How Does Research In Suggest Diet Affects Behavior Among Prison Inmates?

How Does Research In Suggest Diet Affect Behavior Among Prison Inmates?

Research suggests that diet among prison inmates is linked with behavior. The evidence of this link comes from various sources, ranging from case reports to controlled clinical trials. Psychiatric symptoms and psychological disturbances are common among individuals who participate in restrictive diets, such as vegan diets and juice-based detox regimens.

It has been claimed that weight loss on a very low-calorie diet (vld) may result from voluntary food intake restrictions and loss of body mass due to the elimination or reduction of some foods or food constituents.

For example, fasting, including abstention from all fluids except water for extended periods, results in marked diuresis and considerable weight loss as lean tissue is catabolized along with fat stores.

Research suggests that specific changes in food intake can induce mental symptoms. For example, fasting causes carbohydrate cravings. Abstention from animal products results in the marked reduction or elimination of cholesterol intake, which is known to lower the seizure threshold and cause reversible dementia under certain conditions.

Attention-deficit hyperactivity disorder (ADHD) has been associated with lead exposure, but it may also be aggravated by dairy products containing milk protein casein. Autistic individuals have abnormalities of amino acid metabolism exacerbated by high-protein meals.

Which of the following may be linked to criminal or antisocial behavior:

a) broken homes

b) lead poisoning

c) child abuse

d) all of the above

b) lead poisoning:

Although it can affect everyone, children from lower-income and educational backgrounds are most likely exposed to high lead levels.

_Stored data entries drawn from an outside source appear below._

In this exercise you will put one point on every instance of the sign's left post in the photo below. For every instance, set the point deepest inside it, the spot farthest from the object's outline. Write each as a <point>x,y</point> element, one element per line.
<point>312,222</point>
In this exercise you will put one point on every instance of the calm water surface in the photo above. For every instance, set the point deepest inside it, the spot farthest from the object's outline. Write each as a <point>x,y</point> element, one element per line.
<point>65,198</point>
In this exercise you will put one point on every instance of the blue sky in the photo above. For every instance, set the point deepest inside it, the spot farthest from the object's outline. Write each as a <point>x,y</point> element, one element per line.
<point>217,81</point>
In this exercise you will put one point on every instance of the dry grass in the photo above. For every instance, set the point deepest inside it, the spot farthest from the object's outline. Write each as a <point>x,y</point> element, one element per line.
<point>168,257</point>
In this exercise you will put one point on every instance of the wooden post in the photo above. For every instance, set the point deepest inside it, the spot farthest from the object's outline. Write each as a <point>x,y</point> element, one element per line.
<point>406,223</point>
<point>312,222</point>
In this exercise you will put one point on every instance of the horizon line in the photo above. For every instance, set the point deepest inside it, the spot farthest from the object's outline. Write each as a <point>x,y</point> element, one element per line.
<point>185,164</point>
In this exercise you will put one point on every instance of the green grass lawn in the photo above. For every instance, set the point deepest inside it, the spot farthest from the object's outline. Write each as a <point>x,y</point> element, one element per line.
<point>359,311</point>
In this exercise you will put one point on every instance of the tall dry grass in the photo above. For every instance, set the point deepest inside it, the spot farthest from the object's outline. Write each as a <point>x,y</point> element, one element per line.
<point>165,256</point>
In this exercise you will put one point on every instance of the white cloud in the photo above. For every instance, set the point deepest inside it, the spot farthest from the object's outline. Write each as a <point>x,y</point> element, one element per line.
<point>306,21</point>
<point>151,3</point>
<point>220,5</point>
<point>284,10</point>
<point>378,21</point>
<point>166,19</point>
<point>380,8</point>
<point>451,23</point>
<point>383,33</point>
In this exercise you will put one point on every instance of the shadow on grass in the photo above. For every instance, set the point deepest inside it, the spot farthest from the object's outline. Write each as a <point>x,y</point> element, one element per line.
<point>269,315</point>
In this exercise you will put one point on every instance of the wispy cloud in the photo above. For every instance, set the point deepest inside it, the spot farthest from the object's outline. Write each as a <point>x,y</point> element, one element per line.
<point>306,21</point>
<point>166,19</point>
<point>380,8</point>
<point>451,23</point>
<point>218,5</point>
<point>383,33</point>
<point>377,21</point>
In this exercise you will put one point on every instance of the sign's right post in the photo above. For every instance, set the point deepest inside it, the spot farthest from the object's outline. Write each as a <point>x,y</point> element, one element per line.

This can cause long-term health problems and antisocial behavior in school-age children.

 The article lists one source as:

“Exposure to Lead Linked with Delinquent / Criminal Behavior” (Emsley et al., 2009). It is noted that, although research has been done on the effects of exposure to low levels of lead, most information relates to exposure at high levels.

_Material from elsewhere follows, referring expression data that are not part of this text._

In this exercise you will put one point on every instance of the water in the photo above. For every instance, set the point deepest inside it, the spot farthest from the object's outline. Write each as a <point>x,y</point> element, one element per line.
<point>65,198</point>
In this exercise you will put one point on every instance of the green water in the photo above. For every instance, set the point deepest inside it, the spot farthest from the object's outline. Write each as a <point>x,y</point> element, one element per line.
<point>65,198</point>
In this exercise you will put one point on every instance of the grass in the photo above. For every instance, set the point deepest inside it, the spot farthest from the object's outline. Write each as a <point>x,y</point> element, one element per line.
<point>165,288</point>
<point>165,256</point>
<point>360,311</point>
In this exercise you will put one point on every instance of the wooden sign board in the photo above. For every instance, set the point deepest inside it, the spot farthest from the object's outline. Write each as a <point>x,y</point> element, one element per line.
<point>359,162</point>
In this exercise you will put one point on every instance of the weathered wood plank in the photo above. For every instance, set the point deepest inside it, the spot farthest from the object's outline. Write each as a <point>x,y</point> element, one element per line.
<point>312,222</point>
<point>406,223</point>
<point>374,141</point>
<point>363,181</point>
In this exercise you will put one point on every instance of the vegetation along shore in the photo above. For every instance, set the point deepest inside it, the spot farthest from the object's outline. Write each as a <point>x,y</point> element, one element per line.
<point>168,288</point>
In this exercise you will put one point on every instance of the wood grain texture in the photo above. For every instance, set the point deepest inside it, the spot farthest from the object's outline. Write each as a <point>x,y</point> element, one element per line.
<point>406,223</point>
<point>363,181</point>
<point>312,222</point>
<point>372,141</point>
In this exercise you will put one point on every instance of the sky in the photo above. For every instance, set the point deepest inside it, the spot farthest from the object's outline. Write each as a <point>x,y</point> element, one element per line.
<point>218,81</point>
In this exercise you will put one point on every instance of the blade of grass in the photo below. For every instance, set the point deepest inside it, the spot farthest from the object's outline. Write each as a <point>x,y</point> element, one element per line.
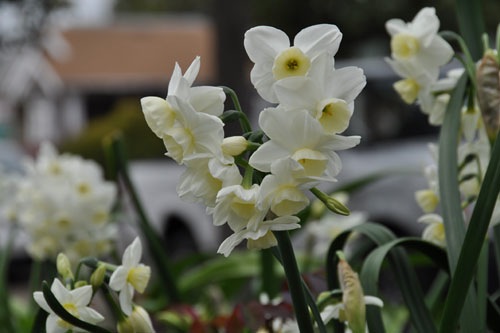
<point>473,242</point>
<point>471,24</point>
<point>115,145</point>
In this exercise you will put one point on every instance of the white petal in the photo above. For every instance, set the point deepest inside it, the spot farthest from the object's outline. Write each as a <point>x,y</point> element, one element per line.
<point>395,26</point>
<point>231,242</point>
<point>60,292</point>
<point>52,326</point>
<point>82,295</point>
<point>118,279</point>
<point>372,300</point>
<point>132,254</point>
<point>90,315</point>
<point>263,157</point>
<point>297,92</point>
<point>263,81</point>
<point>263,43</point>
<point>208,99</point>
<point>40,300</point>
<point>192,71</point>
<point>319,38</point>
<point>425,25</point>
<point>345,83</point>
<point>125,298</point>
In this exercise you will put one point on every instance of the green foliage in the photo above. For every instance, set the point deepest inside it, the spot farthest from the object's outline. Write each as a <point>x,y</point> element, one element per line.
<point>127,118</point>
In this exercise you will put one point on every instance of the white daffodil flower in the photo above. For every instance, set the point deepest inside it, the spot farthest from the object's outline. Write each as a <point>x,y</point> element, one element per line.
<point>299,136</point>
<point>259,236</point>
<point>418,42</point>
<point>434,231</point>
<point>138,322</point>
<point>130,275</point>
<point>159,113</point>
<point>328,95</point>
<point>205,99</point>
<point>274,58</point>
<point>415,82</point>
<point>281,191</point>
<point>204,178</point>
<point>64,205</point>
<point>194,134</point>
<point>434,101</point>
<point>74,301</point>
<point>237,206</point>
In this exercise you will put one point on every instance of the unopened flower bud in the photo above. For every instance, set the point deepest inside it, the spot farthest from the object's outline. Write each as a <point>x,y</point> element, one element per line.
<point>138,322</point>
<point>352,296</point>
<point>331,202</point>
<point>64,267</point>
<point>234,145</point>
<point>80,283</point>
<point>97,276</point>
<point>488,92</point>
<point>427,200</point>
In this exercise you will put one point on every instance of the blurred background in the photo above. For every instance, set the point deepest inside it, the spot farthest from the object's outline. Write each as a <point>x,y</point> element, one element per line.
<point>74,71</point>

Hence higher incidences for those exposed at higher levels seem likely – but there is no evidence for this. It is difficult for those exposed at lower levels to assess the effects, but it seems likely that they would fall between high and low exposure rates.

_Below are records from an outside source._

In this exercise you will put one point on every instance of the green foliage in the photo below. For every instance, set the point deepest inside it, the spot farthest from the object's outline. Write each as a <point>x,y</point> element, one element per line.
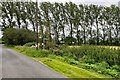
<point>13,36</point>
<point>29,44</point>
<point>69,70</point>
<point>104,60</point>
<point>70,40</point>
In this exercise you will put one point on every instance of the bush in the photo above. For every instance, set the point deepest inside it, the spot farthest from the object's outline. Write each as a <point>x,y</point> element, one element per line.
<point>13,36</point>
<point>69,40</point>
<point>29,44</point>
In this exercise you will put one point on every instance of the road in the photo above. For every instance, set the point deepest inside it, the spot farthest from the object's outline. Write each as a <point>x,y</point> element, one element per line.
<point>17,65</point>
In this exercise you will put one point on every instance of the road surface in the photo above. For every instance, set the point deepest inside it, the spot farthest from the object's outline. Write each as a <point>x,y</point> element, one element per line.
<point>17,65</point>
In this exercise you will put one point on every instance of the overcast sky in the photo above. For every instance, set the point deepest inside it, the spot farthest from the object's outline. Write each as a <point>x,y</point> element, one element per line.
<point>97,2</point>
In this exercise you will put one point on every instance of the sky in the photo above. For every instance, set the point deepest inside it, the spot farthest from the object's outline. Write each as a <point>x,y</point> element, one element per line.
<point>96,2</point>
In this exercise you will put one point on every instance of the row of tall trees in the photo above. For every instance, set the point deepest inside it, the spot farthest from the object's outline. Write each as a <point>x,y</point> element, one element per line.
<point>88,24</point>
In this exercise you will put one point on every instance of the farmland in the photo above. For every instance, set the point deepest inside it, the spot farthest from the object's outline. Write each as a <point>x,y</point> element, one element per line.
<point>100,59</point>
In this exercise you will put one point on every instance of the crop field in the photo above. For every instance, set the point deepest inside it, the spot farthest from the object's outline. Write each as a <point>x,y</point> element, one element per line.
<point>101,59</point>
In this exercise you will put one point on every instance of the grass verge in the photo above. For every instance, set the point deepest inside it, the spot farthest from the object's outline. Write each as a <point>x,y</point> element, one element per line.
<point>59,66</point>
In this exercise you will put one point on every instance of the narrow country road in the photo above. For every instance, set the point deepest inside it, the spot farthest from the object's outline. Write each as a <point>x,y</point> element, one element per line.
<point>17,65</point>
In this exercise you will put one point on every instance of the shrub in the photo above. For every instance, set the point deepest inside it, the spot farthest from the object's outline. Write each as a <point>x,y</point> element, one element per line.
<point>29,44</point>
<point>69,40</point>
<point>13,36</point>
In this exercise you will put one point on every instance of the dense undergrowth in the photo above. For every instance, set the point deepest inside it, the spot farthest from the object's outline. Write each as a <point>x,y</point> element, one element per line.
<point>96,58</point>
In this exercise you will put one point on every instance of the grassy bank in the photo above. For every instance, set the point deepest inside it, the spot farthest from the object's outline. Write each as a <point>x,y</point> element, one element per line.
<point>69,66</point>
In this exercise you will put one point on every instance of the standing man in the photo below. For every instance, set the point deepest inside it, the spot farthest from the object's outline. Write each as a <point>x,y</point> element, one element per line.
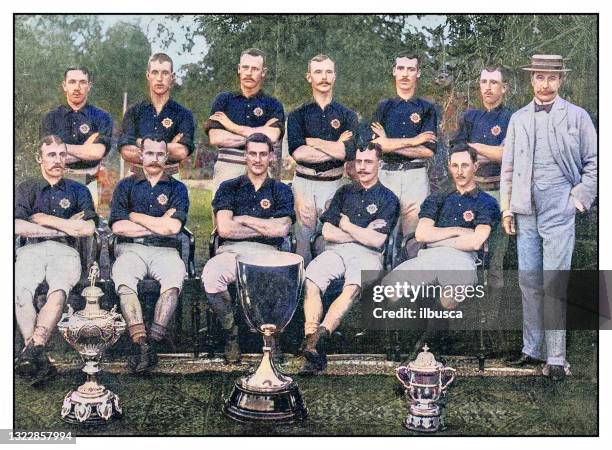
<point>549,170</point>
<point>405,127</point>
<point>320,136</point>
<point>160,118</point>
<point>234,116</point>
<point>253,214</point>
<point>485,130</point>
<point>85,129</point>
<point>51,212</point>
<point>147,211</point>
<point>355,228</point>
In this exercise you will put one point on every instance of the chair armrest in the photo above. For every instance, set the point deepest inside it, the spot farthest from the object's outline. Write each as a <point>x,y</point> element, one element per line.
<point>213,243</point>
<point>191,273</point>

Studies focusing on inherited mental degeneration led to the development of criminology:

the beginning of criminology can be traced to the late 18th-century work of Jeremy Bentham and George Ellison. Bentham, a British philosopher and social reformer, is the founder of utilitarianism.

He argued that punishment should only be used to achieve an “overall increase” in happiness for all citizens – individuals who receive the sentence as well as those punished. Later, Georg leidson would draw on Bentham’s philosophy when he developed a positive criminology school of thought.

The lesson was concerned with preventing crime by addressing its underlying causes instead of simply punishing criminals after they committed crimes – which had been the standard approach.